In silico and in vivo studies of gp120-HIV-derived peptides in complex with G4-PAMAM dendrimers

Abstract

Novel synthetic vaccines as immunotherapy approaches for HIV are interesting strategies that imply big challenges as they increase the poor immunogenic properties of peptide epitopes and their structural damage from the physiological environment.
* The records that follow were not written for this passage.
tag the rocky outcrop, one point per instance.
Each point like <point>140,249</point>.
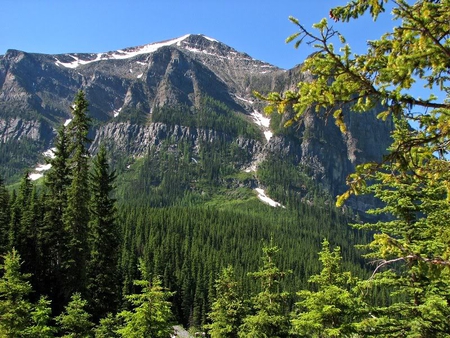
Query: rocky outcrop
<point>16,129</point>
<point>136,140</point>
<point>124,87</point>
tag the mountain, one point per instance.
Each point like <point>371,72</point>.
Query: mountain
<point>204,178</point>
<point>143,97</point>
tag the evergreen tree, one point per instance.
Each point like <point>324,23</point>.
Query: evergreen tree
<point>269,319</point>
<point>228,308</point>
<point>75,321</point>
<point>76,214</point>
<point>52,237</point>
<point>151,315</point>
<point>410,250</point>
<point>4,217</point>
<point>107,327</point>
<point>104,240</point>
<point>411,245</point>
<point>40,321</point>
<point>27,244</point>
<point>14,291</point>
<point>334,309</point>
<point>16,234</point>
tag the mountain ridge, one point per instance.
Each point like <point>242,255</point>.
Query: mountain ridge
<point>125,87</point>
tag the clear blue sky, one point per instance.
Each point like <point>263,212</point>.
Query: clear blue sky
<point>258,28</point>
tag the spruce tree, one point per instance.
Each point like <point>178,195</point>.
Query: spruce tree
<point>40,321</point>
<point>52,237</point>
<point>104,240</point>
<point>75,320</point>
<point>411,243</point>
<point>76,214</point>
<point>151,315</point>
<point>270,318</point>
<point>14,291</point>
<point>4,217</point>
<point>335,308</point>
<point>228,308</point>
<point>16,234</point>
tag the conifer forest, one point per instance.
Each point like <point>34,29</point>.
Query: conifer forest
<point>120,246</point>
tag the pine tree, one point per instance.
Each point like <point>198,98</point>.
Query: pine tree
<point>411,249</point>
<point>151,315</point>
<point>335,308</point>
<point>228,308</point>
<point>411,243</point>
<point>270,318</point>
<point>4,217</point>
<point>76,214</point>
<point>16,235</point>
<point>52,237</point>
<point>107,327</point>
<point>40,321</point>
<point>104,240</point>
<point>14,291</point>
<point>75,321</point>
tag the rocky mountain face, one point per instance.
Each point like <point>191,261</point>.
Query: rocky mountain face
<point>124,88</point>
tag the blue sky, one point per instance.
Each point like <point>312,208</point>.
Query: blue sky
<point>258,28</point>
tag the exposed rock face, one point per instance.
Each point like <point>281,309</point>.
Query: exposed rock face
<point>124,87</point>
<point>18,129</point>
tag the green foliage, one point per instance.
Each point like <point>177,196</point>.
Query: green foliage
<point>76,214</point>
<point>211,114</point>
<point>4,216</point>
<point>228,308</point>
<point>269,318</point>
<point>410,245</point>
<point>103,277</point>
<point>40,320</point>
<point>75,321</point>
<point>14,289</point>
<point>335,307</point>
<point>151,315</point>
<point>107,327</point>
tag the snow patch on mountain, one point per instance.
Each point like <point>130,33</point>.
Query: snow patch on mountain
<point>263,122</point>
<point>265,199</point>
<point>38,172</point>
<point>121,53</point>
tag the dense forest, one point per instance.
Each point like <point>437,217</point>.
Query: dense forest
<point>85,240</point>
<point>104,248</point>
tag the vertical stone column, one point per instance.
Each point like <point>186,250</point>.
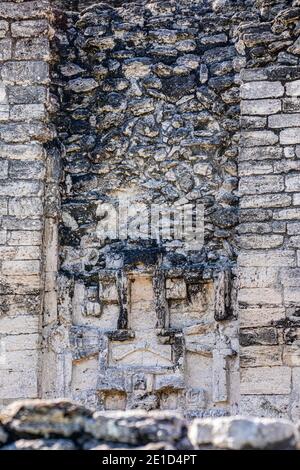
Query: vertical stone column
<point>269,293</point>
<point>24,78</point>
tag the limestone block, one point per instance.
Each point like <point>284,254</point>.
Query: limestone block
<point>29,28</point>
<point>243,433</point>
<point>135,427</point>
<point>274,380</point>
<point>290,136</point>
<point>291,105</point>
<point>25,72</point>
<point>25,207</point>
<point>27,112</point>
<point>270,406</point>
<point>260,107</point>
<point>260,356</point>
<point>5,49</point>
<point>108,291</point>
<point>4,112</point>
<point>260,241</point>
<point>25,238</point>
<point>293,88</point>
<point>261,89</point>
<point>254,138</point>
<point>292,295</point>
<point>20,268</point>
<point>260,153</point>
<point>18,384</point>
<point>287,214</point>
<point>284,120</point>
<point>176,289</point>
<point>4,26</point>
<point>261,184</point>
<point>32,49</point>
<point>267,200</point>
<point>41,444</point>
<point>292,183</point>
<point>44,418</point>
<point>32,151</point>
<point>31,9</point>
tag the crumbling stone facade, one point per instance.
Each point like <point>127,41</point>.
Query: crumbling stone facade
<point>164,103</point>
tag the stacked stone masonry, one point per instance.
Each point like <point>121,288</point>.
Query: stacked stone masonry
<point>62,425</point>
<point>169,103</point>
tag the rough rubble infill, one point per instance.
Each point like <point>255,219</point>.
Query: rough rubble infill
<point>63,425</point>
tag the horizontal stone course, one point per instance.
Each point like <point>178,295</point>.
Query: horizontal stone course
<point>262,89</point>
<point>260,107</point>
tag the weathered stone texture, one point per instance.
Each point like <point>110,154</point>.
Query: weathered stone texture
<point>167,103</point>
<point>23,129</point>
<point>61,425</point>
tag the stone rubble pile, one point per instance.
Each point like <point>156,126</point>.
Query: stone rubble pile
<point>63,425</point>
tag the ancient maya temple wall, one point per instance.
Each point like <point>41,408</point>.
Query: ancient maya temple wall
<point>172,104</point>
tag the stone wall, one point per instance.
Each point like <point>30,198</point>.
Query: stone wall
<point>269,213</point>
<point>24,79</point>
<point>164,104</point>
<point>57,425</point>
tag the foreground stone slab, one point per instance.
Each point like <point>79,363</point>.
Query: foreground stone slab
<point>136,427</point>
<point>45,418</point>
<point>239,433</point>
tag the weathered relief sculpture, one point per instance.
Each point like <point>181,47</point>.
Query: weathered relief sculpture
<point>149,204</point>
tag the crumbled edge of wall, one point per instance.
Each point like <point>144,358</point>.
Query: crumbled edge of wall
<point>63,425</point>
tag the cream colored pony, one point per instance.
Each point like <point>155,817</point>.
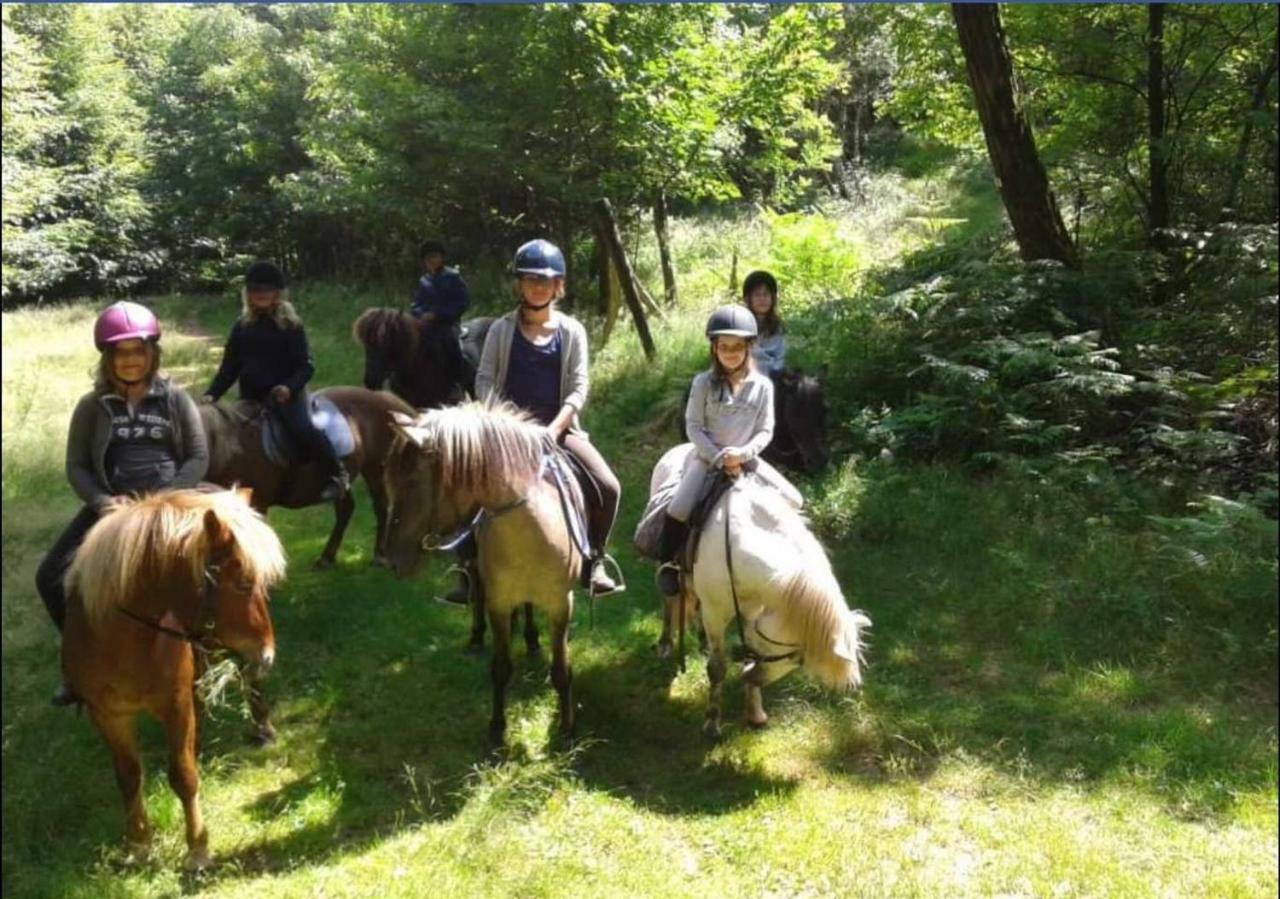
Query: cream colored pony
<point>448,465</point>
<point>791,610</point>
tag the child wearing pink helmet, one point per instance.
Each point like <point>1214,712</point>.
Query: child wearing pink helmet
<point>133,433</point>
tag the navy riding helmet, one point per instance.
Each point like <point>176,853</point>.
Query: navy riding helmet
<point>732,322</point>
<point>265,277</point>
<point>539,258</point>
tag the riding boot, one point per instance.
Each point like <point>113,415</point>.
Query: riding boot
<point>461,592</point>
<point>599,583</point>
<point>675,534</point>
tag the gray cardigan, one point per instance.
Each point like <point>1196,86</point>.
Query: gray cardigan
<point>91,432</point>
<point>716,420</point>
<point>496,359</point>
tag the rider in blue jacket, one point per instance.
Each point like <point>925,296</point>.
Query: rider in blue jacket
<point>439,302</point>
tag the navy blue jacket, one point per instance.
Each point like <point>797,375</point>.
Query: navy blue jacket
<point>443,293</point>
<point>263,355</point>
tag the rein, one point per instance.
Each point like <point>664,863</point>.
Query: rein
<point>210,575</point>
<point>750,657</point>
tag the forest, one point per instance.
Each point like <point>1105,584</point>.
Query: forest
<point>1032,252</point>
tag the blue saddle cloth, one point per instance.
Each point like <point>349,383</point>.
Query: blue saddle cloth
<point>328,419</point>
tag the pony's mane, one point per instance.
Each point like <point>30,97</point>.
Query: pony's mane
<point>812,599</point>
<point>483,445</point>
<point>145,539</point>
<point>389,332</point>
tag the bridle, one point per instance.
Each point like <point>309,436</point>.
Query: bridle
<point>206,619</point>
<point>432,539</point>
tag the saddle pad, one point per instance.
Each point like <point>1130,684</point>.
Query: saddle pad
<point>327,418</point>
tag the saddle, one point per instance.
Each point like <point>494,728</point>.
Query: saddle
<point>283,450</point>
<point>716,485</point>
<point>562,470</point>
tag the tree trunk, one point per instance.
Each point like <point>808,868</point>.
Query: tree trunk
<point>608,229</point>
<point>1242,149</point>
<point>611,291</point>
<point>1023,183</point>
<point>659,227</point>
<point>1157,204</point>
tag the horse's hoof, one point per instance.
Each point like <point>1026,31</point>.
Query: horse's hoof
<point>197,861</point>
<point>263,737</point>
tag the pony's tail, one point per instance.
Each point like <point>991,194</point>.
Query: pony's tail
<point>830,631</point>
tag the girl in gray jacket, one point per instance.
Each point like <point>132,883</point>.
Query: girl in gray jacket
<point>535,357</point>
<point>730,421</point>
<point>133,433</point>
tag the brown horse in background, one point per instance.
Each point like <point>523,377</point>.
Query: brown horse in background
<point>156,582</point>
<point>394,350</point>
<point>236,456</point>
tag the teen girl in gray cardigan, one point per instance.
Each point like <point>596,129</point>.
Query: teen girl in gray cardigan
<point>535,356</point>
<point>730,421</point>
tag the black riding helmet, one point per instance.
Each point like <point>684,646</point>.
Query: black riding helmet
<point>265,277</point>
<point>732,322</point>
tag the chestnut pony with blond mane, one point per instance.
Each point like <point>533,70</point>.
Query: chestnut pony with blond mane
<point>155,582</point>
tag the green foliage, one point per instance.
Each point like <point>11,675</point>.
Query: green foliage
<point>76,156</point>
<point>997,360</point>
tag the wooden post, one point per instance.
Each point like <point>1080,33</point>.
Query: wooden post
<point>659,226</point>
<point>608,229</point>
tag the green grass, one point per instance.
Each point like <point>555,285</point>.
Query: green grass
<point>1046,710</point>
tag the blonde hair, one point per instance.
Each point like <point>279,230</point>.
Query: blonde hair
<point>283,313</point>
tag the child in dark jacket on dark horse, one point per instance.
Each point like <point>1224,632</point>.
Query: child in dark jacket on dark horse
<point>439,302</point>
<point>268,352</point>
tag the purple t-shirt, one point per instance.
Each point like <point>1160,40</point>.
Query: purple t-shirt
<point>533,377</point>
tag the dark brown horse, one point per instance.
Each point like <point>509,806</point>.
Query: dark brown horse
<point>448,465</point>
<point>396,348</point>
<point>236,456</point>
<point>156,582</point>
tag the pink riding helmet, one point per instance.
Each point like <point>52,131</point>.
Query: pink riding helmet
<point>124,322</point>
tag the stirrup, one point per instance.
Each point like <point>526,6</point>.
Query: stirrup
<point>620,583</point>
<point>466,576</point>
<point>675,571</point>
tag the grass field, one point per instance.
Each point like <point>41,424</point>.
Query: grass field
<point>1029,726</point>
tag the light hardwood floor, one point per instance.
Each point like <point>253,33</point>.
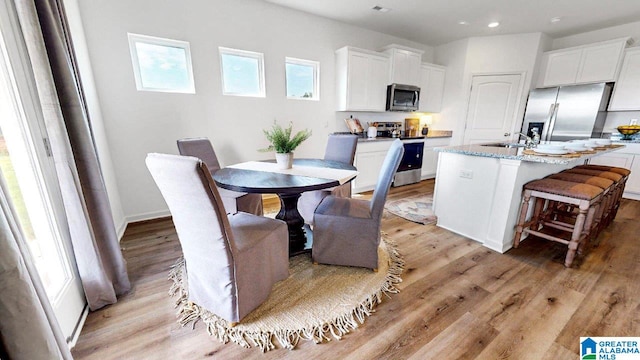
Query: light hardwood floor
<point>458,300</point>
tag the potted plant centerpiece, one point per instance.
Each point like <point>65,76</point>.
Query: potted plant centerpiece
<point>283,144</point>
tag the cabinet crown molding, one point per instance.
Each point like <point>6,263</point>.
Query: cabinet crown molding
<point>626,40</point>
<point>401,47</point>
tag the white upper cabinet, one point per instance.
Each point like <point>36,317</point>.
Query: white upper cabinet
<point>597,62</point>
<point>431,87</point>
<point>361,79</point>
<point>405,64</point>
<point>626,92</point>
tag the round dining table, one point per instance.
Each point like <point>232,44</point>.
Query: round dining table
<point>288,187</point>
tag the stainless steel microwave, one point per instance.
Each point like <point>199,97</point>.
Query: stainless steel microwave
<point>402,97</point>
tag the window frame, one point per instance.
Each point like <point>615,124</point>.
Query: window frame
<point>139,38</point>
<point>316,77</point>
<point>262,93</point>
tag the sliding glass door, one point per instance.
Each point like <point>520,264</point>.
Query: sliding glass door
<point>28,171</point>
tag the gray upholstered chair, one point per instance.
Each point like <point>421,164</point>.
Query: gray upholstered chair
<point>233,201</point>
<point>232,261</point>
<point>347,231</point>
<point>342,148</point>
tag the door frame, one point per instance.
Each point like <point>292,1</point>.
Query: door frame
<point>520,101</point>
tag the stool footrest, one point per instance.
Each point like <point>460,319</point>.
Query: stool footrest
<point>545,236</point>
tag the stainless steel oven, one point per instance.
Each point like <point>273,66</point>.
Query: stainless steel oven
<point>410,168</point>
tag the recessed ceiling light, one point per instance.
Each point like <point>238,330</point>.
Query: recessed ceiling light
<point>380,8</point>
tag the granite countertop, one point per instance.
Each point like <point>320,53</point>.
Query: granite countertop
<point>516,154</point>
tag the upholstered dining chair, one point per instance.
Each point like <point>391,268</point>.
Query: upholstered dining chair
<point>342,148</point>
<point>233,201</point>
<point>347,231</point>
<point>232,260</point>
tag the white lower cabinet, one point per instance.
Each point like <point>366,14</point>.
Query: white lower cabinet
<point>368,160</point>
<point>628,158</point>
<point>430,158</point>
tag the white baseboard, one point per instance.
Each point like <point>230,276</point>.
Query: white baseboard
<point>76,332</point>
<point>120,229</point>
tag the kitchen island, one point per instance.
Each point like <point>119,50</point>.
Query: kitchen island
<point>479,188</point>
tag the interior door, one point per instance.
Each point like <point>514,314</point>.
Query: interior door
<point>28,170</point>
<point>492,108</point>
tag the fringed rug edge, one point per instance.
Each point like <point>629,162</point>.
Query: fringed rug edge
<point>339,326</point>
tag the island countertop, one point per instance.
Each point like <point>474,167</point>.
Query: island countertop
<point>517,153</point>
<point>478,189</point>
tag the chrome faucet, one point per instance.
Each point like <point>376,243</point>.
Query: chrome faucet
<point>528,142</point>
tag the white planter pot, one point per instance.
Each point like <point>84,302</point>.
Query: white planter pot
<point>284,160</point>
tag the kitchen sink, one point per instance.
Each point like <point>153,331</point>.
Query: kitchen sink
<point>507,145</point>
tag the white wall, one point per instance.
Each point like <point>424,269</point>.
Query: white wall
<point>95,114</point>
<point>614,118</point>
<point>484,55</point>
<point>137,123</point>
<point>614,32</point>
<point>453,56</point>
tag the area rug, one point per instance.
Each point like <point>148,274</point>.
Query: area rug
<point>316,302</point>
<point>416,208</point>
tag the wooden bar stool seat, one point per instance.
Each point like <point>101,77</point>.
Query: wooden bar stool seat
<point>584,196</point>
<point>617,177</point>
<point>615,169</point>
<point>606,204</point>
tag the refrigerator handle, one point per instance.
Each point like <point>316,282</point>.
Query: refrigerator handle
<point>552,122</point>
<point>547,124</point>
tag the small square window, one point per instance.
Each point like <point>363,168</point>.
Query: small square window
<point>303,79</point>
<point>161,64</point>
<point>242,72</point>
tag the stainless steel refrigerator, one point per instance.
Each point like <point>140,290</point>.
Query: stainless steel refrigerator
<point>567,112</point>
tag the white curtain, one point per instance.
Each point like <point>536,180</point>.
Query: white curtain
<point>97,252</point>
<point>28,327</point>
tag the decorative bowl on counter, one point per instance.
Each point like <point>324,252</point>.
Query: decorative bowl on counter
<point>628,130</point>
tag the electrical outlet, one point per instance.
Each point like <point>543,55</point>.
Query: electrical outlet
<point>467,174</point>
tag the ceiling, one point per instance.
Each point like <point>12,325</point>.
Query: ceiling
<point>436,22</point>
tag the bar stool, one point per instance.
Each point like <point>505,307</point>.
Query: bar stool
<point>603,208</point>
<point>619,182</point>
<point>618,170</point>
<point>586,197</point>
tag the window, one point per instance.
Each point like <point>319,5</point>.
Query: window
<point>161,64</point>
<point>302,79</point>
<point>242,72</point>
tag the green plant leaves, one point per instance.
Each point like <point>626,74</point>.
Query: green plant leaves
<point>280,139</point>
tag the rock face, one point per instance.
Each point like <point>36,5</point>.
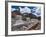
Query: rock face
<point>19,25</point>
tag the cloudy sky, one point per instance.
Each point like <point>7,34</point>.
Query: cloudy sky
<point>34,10</point>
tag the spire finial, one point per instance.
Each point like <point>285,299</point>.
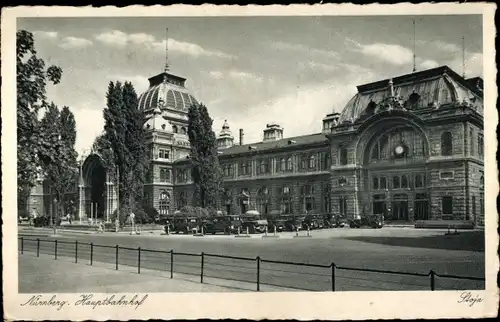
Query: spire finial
<point>414,49</point>
<point>166,51</point>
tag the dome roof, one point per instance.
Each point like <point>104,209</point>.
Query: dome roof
<point>166,91</point>
<point>433,87</point>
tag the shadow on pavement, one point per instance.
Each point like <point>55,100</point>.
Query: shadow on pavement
<point>468,240</point>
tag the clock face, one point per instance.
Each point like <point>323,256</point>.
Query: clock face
<point>399,150</point>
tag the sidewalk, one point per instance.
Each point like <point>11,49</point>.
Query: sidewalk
<point>47,275</point>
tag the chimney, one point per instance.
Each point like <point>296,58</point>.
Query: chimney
<point>241,136</point>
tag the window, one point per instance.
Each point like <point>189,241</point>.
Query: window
<point>395,182</point>
<point>480,145</point>
<point>164,175</point>
<point>343,156</point>
<point>446,143</point>
<point>404,182</point>
<point>163,153</point>
<point>383,183</point>
<point>283,164</point>
<point>446,175</point>
<point>327,200</point>
<point>343,206</point>
<point>419,183</point>
<point>312,162</point>
<point>471,140</point>
<point>447,205</point>
<point>164,202</point>
<point>289,164</point>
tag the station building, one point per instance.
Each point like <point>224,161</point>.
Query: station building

In this work, we used fourth-generation polyamidoamine dendrimers (G4-PAMAM) to increase the immunoglobulin responses (in vivo) induced by two peptide epitopes (pPGT122: DIIGDIRQAH and pVRC03: DGGANNTSNETFR), both recognized by broadly neutralizing antibodies (bNAb) on gp120-HIV type 1. pPGT122 and pVRC03 were identified on the gp120 surface via recognition by bNAb by using X-ray diffraction-derived structures obtained from the Protein Data Bank. pPGT122 and pVRC03 were coupled to the G4-PAMAM molecule by ligand diffusion using molecular dynamics (LDMDS) simulations and their energetic values were calculated by using the MMGBSA approach. Additionally, docking and MD simulations showed the affinity of pPGT122 and pVRC03 for MHC-I/II. G4-PAMAM–peptide complexes were chemically characterized through MALDI-TOF-MS, LC-ESI-QTOF-MS, atomic force microscopy (AFM) and ¹H NMR spectroscopy. Then, the G4-PAMAM–peptide complexes were assayed in vivo by intranasal administration in female BALB/cJ mouse groups, showing that both peptides were immunogenic systemically and in the mucous membrane (in nasal and vaginal washes) via increase in IgG and IgA, respectively. This demonstrated that G4-PAMAM can be used as a nanocarrier for immunogenic peptides.